Closed alteman closed 5 months ago
Deeply sorry, but unfortunately, that's not how it works.
Obfs4proxy aka. Lyrebird is a Go module. Go uses a runtime with significant memory overhead. Just referencing that library starts the Go runtime which eats memory without doing anything.
Hence I had to remove it. I had loved not doing that, but alas... That's how it is.
If your needs are HTTP-related, you may consider using Onion Browser, which now has a built-in Tor again which works on iOS 17 an onwards. (Since Apple finally provided a proxy interface for WKWebView
.)
@tladesignz So the only remaining solution would be porting Lyrebird to Swift?
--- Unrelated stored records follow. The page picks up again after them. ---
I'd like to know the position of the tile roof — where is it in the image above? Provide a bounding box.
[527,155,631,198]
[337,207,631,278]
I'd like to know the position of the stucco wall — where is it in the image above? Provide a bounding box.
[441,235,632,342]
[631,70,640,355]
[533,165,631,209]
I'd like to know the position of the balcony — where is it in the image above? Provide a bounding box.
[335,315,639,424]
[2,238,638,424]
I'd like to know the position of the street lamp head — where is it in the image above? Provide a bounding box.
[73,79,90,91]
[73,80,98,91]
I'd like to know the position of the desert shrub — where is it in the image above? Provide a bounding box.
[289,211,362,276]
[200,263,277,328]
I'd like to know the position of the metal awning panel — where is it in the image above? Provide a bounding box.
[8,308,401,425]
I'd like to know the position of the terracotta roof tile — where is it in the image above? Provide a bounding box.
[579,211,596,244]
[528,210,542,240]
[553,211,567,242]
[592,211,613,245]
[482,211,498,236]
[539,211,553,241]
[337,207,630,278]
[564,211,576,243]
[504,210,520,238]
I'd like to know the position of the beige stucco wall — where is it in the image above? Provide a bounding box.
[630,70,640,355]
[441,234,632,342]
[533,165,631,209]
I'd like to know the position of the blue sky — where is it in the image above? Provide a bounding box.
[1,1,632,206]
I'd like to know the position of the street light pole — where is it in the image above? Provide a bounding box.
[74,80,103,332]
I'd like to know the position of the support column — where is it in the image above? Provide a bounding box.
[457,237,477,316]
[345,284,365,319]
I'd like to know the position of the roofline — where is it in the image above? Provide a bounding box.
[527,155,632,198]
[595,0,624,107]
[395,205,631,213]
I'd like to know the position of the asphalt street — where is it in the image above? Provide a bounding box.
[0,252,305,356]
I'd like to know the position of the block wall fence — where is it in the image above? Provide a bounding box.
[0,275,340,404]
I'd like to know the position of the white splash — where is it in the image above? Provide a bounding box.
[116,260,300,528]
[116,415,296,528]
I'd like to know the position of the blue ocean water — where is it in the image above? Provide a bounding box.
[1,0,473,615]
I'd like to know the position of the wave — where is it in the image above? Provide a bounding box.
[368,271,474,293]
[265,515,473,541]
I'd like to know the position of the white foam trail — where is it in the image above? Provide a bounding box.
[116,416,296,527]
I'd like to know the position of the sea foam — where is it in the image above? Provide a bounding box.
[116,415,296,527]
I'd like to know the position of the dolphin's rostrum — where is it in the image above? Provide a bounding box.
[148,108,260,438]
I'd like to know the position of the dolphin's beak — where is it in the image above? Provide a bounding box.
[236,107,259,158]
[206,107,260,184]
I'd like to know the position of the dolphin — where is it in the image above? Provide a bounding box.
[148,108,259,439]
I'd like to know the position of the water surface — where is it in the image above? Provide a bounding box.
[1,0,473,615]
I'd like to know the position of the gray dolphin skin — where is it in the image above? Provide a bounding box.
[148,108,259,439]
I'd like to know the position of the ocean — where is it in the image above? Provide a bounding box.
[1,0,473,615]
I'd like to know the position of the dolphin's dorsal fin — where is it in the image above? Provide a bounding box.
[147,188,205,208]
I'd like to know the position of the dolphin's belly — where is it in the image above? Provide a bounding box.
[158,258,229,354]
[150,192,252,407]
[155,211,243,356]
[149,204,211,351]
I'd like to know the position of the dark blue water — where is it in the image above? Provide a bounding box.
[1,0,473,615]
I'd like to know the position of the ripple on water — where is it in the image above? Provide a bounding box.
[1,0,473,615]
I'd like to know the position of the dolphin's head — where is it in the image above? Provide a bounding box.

Swift, Objective-C, C, Rust.
But not just porting it once. Follow along changes. Keep maintaining it.
Challenges:
Have it working in memory constrained environments with as-low-as-possible consumption and early releases on/or file backing (memory-mapped files).
Not just port the original Lyrebird code, but also specifics of dependencies, e.g. the Go lib, which provides the TLS massaging. (Forgot the name now, but that's an important feature.)
Replicate all the other intrinsic little details which make the traffic appear innocuous and uniform to avoid fingerprinting.
If you like this challenge, you're happily invited! 🤗
In countries with DPI Tor blocking the app doesn't currently do anything. I have an older version installed on an iPhone 13 Pro and it seems to work just fine with obfs4 bridges. Removing features just because they don't work for everyone is, well,.. authoritarian :)
At least add an option to enable it in settings - could be off by default until the RAM usage is firmly under control.